In 2025, the average US import tariff rose to 14.5% - the highest level in almost 90 years, more precisely since 1938, according to the analysis, which presents these averages throughout history, based on data provided by the Tax Foundation. By comparison, in 2024, the average U.S. tariff rate was 2.5%, slightly lower than that of the European Union, China, and several other major economies around the world.

As trade tensions escalate, tariffs on China have risen to 125%, and China's tariffs on U.S. goods now stand at 84%. In response, market volatility has spiked, given the unpredictable nature of Trump's trade policy.

According to the source, in the late 19th century, in 1890, under the presidency of William McKinley, the average U.S. tariff rate was 29.6%. At that time, tariffs were used to protect American industry and raise government revenue, in a time when income taxes did not exist. As global trade liberalized after World War I, tariffs fell and the U.S. government introduced higher income taxes.

However, tariffs rose again in response to economic instability. In 1922, the Fordney-McCumber Act raised average tariffs to 15.2% to protect American manufacturers and farmers. During the Great Depression, the Smoot-Hawley Tariff Act of 1930 raised tariffs even higher-to 19.8%-in an effort to protect jobs and domestic industries.

In the following decades, tariffs fell amid multilateral trade agreements aimed at eliminating trade barriers. Among the most important are the General Agreement on Tariffs and Trade of 1947 and the North American Free Trade Agreement of 1994, which virtually eliminated tariffs between the United States, Canada, and Mexico.

According to the cited source, in 1994, the average of customs duties imposed by the US was 3%, in 1995 - 2.5%, and in 1996 - 2.3%. In 2005, it dropped to 1.4%, in 2008 - to 1.2%, and in 2021 it reached 3% again. In 2022-2023 it was 2.8%, respectively 2.4%.

IMF: "Trade tensions can lead to stock market crashes"

Major geopolitical risk events, including trade tensions, can trigger large corrections in stock prices, the International Monetary Fund (IMF) warned in a report published yesterday, Reuters reports, according to Agerpres.

In turn, these stock price corrections can threaten financial stability, the IMF said in a chapter published in advance of its upcoming Global Financial Stability Report.

The IMF did not specify which events it was referring to, such as the sweeping tariffs announced in recent weeks by US President Donald Trump. But it said risks such as conflict, war, terrorist attacks, military spending and trade restrictions have increased significantly after 2022.

In a separate blog post, the IMF urged financial institutions to hold sufficient capital and liquidity to help them withstand potential losses from geopolitical risks, and advised them to use stress tests and other analyses to identify and manage such risks.

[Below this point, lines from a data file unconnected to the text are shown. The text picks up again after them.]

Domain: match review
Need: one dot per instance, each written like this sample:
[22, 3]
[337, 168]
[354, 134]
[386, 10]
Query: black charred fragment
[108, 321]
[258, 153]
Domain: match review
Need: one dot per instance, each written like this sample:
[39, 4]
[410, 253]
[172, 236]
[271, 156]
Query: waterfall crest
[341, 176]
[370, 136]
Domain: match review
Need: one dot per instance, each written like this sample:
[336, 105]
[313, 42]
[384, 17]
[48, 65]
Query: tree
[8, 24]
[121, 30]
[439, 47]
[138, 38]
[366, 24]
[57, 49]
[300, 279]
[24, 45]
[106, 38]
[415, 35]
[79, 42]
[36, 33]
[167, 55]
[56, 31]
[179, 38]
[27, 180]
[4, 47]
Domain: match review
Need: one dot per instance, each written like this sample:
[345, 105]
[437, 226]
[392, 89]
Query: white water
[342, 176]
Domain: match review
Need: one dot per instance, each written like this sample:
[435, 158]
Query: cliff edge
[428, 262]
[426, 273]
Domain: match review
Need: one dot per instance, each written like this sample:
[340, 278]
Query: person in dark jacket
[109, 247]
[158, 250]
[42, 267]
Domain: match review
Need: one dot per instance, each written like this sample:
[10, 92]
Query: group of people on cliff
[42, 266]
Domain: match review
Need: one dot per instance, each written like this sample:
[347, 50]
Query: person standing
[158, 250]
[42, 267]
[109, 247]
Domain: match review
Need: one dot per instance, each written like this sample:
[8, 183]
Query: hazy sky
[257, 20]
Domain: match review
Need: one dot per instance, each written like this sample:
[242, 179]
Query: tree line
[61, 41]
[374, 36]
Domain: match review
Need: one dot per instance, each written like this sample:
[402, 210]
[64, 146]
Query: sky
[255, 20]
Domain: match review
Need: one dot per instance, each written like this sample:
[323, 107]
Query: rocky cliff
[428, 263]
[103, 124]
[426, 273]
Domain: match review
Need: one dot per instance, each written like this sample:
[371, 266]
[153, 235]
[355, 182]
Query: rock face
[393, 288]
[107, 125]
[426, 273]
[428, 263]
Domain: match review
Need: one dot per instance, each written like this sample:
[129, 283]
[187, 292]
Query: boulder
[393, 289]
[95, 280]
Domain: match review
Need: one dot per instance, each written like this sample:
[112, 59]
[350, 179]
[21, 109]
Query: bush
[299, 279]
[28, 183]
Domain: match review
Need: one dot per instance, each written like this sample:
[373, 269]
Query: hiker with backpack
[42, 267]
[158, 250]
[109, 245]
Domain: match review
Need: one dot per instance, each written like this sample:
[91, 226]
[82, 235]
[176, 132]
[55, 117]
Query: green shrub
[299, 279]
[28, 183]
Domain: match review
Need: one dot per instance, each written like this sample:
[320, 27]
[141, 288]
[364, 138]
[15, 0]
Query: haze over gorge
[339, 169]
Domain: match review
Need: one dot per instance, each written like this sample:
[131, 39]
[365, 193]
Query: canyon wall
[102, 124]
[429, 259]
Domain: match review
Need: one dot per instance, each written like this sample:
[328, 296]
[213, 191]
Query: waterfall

In the report, the IMF points out that its analysis shows that high-risk events such as wars, diplomatic tensions or terrorism can lead to an average drop in stock prices of one percentage point each month, across all countries, and an average drop of 2.5 percentage points for emerging markets.

International military conflicts, such as the Russian invasion of Ukraine in 2022, are the events with the highest risks, leading to an average drop of five percentage points in stock returns each month, double the level of other geopolitical risk events.

The IMF also shows that economic uncertainty increases the risk of large and unexpected losses in investment portfolios, which in turn increases the risk of stock market crashes. Increased geopolitical risks can also lead to higher sovereign risk premia and could also be reflected in other economies through trade and financial links.

In a blog post, the IMF analyzed the impact of U.S. and Chinese tariff measures from 2018 to 2024, noting that some of the major announcements led to stock market declines in both countries.